5. Variables: In the Big Data world, variables are the magnitudes included in each of the examples that algorithmic models are nourished by. For example, in the abandonment detection problem, some relevant variables may be: the frequency of use, the contracted volume, whether or not you use the mobile app, etc. All this information is what makes up the data set, or dataset, with which the algorithmic model will be trained.
6. Data mining: This term refers to the action of exploring the data in order to find relationships between variables and behavioral patterns to guide modeling.
7. Clustering: It is related to data mining in the sense that clustering is a technique of the former. The process consists of, through mathematical algorithms and using the information collected from the variables, dividing or classifying the existing data into groups with similar characteristics. Each group is called a cluster, and each cluster is therefore made up of objects that are similar to each other, but different from the objects in other clusters.

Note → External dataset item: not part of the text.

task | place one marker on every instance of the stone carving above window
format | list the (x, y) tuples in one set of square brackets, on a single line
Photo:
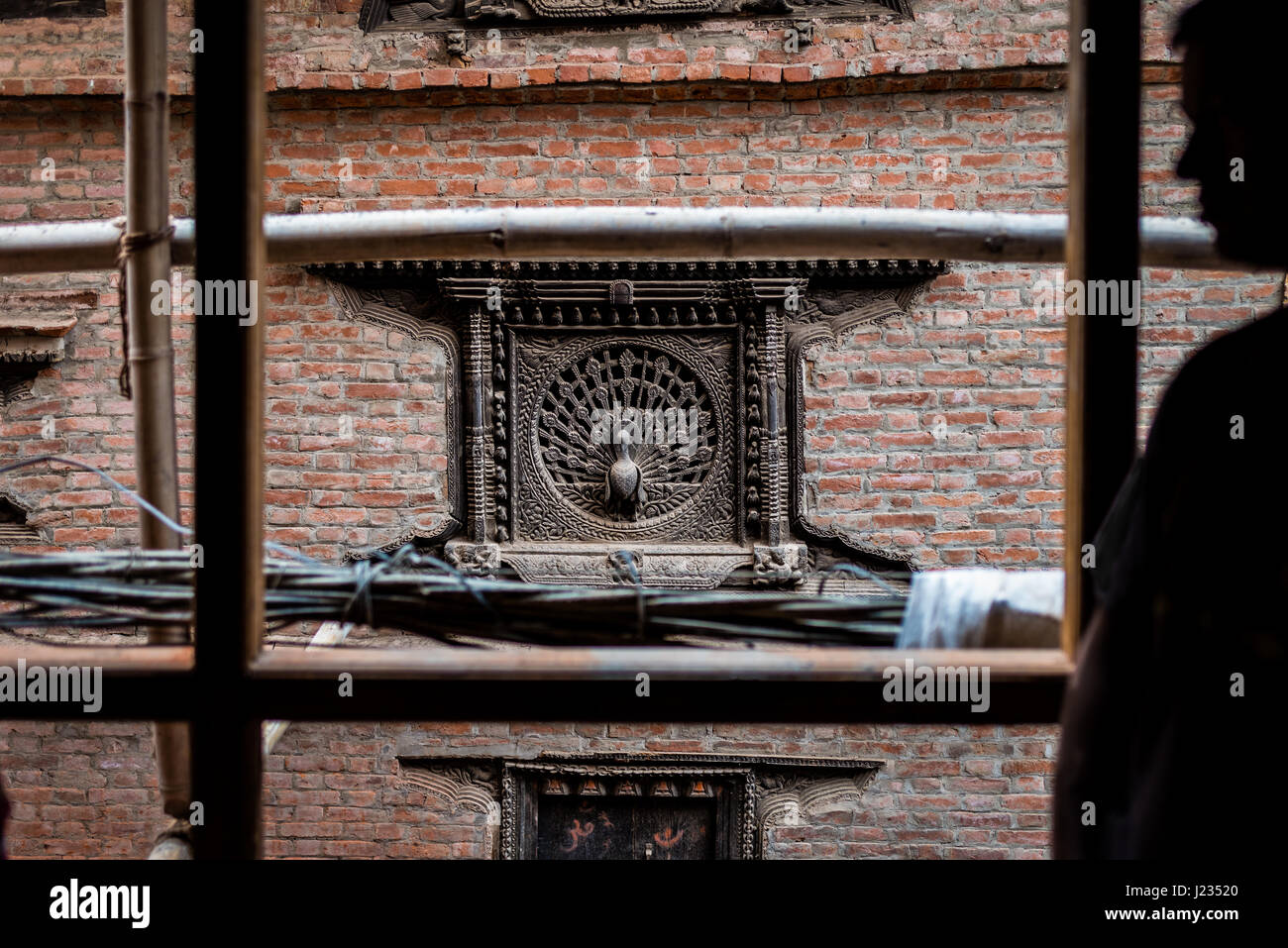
[(459, 14)]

It is important not to confuse the clustering technique with that of classification, since the first is framed within unsupervised learning (we have information from an input dataset) while the classification is within supervised learning (we have both input and output, that is, each data is already labeled)
8. Natural language processing. It is also related to Artificial Intelligence because PLN (or NLP, Natural Language Processing) is a branch of study of AI. Try to investigate the way in which machines communicate with people
through the use of natural languages such as Spanish or English. Siri, Cortana or Alexa are examples of PLN in our day to day. .

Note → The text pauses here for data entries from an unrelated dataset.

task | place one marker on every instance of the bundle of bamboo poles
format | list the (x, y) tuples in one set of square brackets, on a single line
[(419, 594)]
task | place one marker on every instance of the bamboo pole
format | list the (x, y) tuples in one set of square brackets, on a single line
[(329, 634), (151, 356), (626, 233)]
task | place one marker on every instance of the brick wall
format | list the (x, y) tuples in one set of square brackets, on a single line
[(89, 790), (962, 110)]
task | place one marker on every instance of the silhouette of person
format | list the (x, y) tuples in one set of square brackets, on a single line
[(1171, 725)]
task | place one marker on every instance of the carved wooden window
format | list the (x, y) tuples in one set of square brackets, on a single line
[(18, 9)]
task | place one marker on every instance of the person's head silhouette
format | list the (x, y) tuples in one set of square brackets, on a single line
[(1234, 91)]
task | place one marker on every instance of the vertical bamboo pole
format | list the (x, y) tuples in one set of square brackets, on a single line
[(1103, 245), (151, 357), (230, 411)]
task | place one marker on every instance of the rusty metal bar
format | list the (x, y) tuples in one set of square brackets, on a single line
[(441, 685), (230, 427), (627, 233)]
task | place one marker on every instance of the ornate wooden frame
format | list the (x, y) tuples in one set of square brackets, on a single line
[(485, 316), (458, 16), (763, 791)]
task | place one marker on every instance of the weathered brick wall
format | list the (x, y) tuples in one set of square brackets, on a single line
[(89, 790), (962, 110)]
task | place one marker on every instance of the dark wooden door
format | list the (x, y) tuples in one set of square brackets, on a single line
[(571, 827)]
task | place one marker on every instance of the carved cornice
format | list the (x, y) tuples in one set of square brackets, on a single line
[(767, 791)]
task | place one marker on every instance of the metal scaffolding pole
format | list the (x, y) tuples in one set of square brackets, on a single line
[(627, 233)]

9. Unstructured data: This term is related to the world of data analysis insofar as unstructured data is precisely what has led the big data revolution due to its real-time storage capacity. They are those that are in the format as they were collected. They lack a specific format. They cannot be stored in tables because their information cannot be broken down to more basic types of data. Examples of unstructured data are PDF, emails, images.
10. Data Lake: Most companies have digitized data distributed throughout all areas of the organization, and sometimes it happens that each employee has their data located but not others, and the departments become sealed silos where the data is not transferred. A Data Lake is a shared data environment in its original format that comprises multiple repositories. The Data Lake uses a flat architecture to store the data, that is, the information is stored in a multitude of flat files that are not processed until their use is necessary.